Raw data, also referred to as ‘source data’ or ‘primary data’, is data that has not been processed or analysed upon collection from the source. For this reason, raw data is difficult to comprehend or use in a meaningful way.
Conversely, processed data,, is data that has been cleaned, organised, and subjected to various operations or transformations to make it more usable and informative. As opposed to raw data, processed data is more structured, consistent, and easier to analyse. Most commonly, it is processed data that is made available in a data repository.
A dataset is a collection of data files.
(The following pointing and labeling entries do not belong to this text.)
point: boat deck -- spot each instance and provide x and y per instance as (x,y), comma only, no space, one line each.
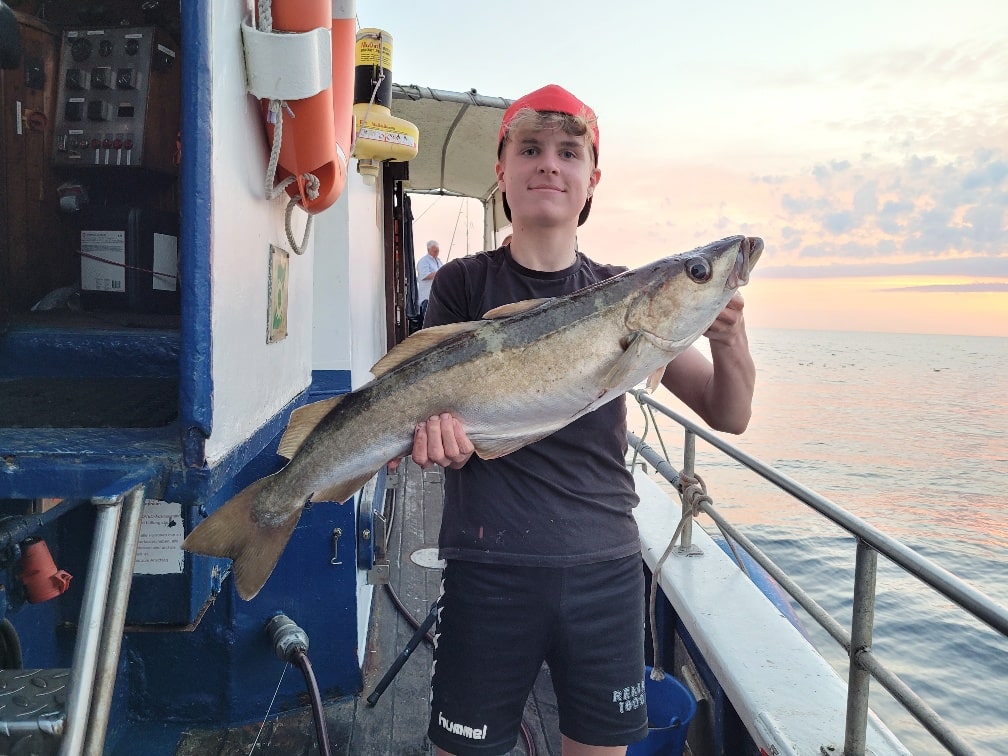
(397,723)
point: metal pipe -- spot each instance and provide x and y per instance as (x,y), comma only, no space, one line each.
(115,619)
(688,471)
(96,593)
(859,678)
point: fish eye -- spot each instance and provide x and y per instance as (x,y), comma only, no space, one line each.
(699,269)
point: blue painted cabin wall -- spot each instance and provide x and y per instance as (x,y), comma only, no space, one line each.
(223,670)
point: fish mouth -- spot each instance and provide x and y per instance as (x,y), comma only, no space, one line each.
(750,249)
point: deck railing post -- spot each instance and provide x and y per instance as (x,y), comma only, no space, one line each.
(862,621)
(688,465)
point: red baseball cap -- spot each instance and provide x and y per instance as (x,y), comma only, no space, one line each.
(550,99)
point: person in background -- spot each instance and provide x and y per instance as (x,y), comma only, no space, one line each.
(426,268)
(542,553)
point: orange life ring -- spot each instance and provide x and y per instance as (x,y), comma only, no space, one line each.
(317,130)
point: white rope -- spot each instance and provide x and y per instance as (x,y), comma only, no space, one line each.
(274,115)
(694,495)
(268,709)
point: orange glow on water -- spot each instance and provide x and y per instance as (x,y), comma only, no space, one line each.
(906,304)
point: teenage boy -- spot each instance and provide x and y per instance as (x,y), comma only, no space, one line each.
(542,552)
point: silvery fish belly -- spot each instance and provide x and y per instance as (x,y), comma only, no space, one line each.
(523,372)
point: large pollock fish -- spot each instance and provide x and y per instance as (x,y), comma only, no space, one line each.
(523,372)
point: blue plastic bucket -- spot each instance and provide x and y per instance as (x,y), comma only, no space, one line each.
(670,707)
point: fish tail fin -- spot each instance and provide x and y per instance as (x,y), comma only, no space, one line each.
(233,532)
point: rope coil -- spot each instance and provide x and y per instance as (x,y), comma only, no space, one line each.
(275,116)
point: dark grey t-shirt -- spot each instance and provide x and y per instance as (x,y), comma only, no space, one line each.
(563,500)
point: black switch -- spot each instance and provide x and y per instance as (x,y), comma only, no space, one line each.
(74,110)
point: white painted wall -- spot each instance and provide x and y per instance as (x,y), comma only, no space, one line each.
(336,310)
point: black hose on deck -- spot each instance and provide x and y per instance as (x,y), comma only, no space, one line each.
(290,643)
(300,659)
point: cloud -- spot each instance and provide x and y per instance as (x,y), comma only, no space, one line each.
(975,267)
(923,207)
(963,288)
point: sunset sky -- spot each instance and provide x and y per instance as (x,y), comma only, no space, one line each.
(866,142)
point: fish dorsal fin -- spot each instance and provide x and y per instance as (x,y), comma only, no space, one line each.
(517,307)
(626,364)
(418,343)
(302,421)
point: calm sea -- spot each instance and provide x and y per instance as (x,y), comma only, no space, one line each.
(910,433)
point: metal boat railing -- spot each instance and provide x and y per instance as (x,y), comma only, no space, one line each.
(863,664)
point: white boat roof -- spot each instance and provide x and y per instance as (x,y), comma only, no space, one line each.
(458,145)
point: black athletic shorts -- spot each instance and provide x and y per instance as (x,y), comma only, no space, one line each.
(498,624)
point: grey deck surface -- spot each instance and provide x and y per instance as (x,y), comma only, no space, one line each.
(397,724)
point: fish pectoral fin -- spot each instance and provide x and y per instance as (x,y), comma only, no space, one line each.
(418,343)
(342,490)
(627,364)
(234,532)
(654,380)
(517,307)
(302,421)
(491,449)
It can include both data and the means to generate, interpret, analyse, or validate it, as well as documents, files, etc.
Open data is data that can be freely used, re-used and redistributed by anyone - subject only, at most, to the requirement to attribute and share-alike.
Data can be made openly accessible by depositing it in a data repository that allows unrestricted access to its content. The UM has its own data repository called drUM and its aim is to collect, archive, organise, and disseminate data produced by UM researchers.
Besides ensuring its immediate visibility, researchers can benefit from an increased impact of their data. Since the data is accessible without any restrictions or limitations, the entire research cycle is significantly accelerated.
The FAIR Data Principles are widely-adopted guiding principles that promote data reuse. Published in 2016, they include Findability (data and metadata should be formatted in a way that allows both human users and software to be easily retrievable), Accessibility (data should be easily accessible), Interoperability (data should allow for integration with other data as well as interoperability with various applications and workflows), and Reusability (both data and metadata should be sufficiently described to facilitate replication for different purposes).
Research Data Management (RDM) is a term that describes the organisation, storage, documentation, preservation, and sharing of data collected and used in a research undertaking. It involves the everyday management of research data during the lifetime of a research undertaking (e.g., using consistent file-naming conventions which describe the type of data within the file, the initials of the Principal Investigator, and the date). It also addresses collection strategies, backup and storage of data, data documentation, and ethical and legal requirements related to data, including, but not limited to, data anonymisation, data protection, data sharing, data archiving, and data destruction.
The Data Management Plan (DMP) is a plan that outlines how data is managed from the point of collection at the start of a research undertaking, all the way through to its analysis and elaboration of results, and how it will be used beyond the original research undertaking. Typically, a DMP will cover areas such as data types, formats and volumes of data collected, metadata, quality control, scientific integrity, specifics concerning access, and information concerning publications (as may be applicable).
A Principal investigator is a researcher responsible for a research undertaking, of any size, conducted for, on behalf of, or in association with the University; on University premises; or using University facilities.